Dans l’essai de référence, les participants ont perdu en moyenne plus de poids que le groupe témoin sur six mois. Cette perte, liée à la restriction calorique et à l’activité physique, n’est ni garantie ni durable par elle-même : une reprise partielle est fréquente. Aucun régime ne fait maigrir mécaniquement ; un suivi diététique reste conseillé.
Qu’est-ce que le mankai dans ce régime ?
Le mankai est une lentille d’eau cultivée, riche en protéines, en fer et en certaines vitamines. Dans le régime méditerranéen vert, il remplace partiellement les protéines animales au dîner, souvent sous forme de boisson mixée. Disponible surtout en cubes congelés ou frais, il reste parfois difficile à se procurer hors de circuits spécialisés.
Quelle différence avec le régime méditerranéen classique ?
Les deux privilégient les végétaux, les céréales complètes et l’huile d’olive. La version verte va plus loin en réduisant fortement les produits animaux, en renforçant les sources de polyphénols comme le thé vert et le mankai, et en suivant un plan plus structuré. Le modèle classique reste plus souple et plus facile à adapter au quotidien.

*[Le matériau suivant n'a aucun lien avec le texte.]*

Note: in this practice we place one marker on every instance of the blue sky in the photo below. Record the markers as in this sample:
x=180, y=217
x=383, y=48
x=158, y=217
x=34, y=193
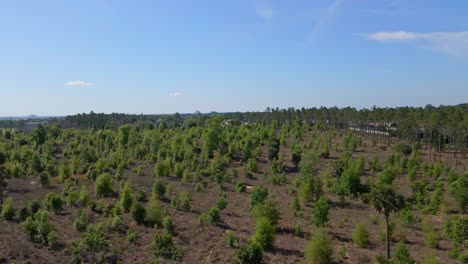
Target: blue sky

Le régime méditerranéen vert convient-il à tout le monde ?
Non. Son cadre strict, avec objectifs caloriques, plafonds de glucides et apport protéique élevé, ne convient pas à chacun. Il est notamment déconseillé en cas d’antécédent de trouble du comportement alimentaire. Avant toute modification importante de l’alimentation, l’avis d’un médecin ou d’un diététicien est indispensable, surtout en présence d’une maladie chronique.
Les bienfaits du régime méditerranéen vert sont-ils prouvés ?
Les données reposent surtout sur un essai contrôlé de six mois, qui a montré des améliorations du cholestérol, de la tension et de la graisse hépatique. Ces résultats sont encourageants mais limités dans le temps et la population. Restriction calorique, sport et perte de poids s’y mêlent, ce qui appelle d’autres recherches avant toute conclusion ferme.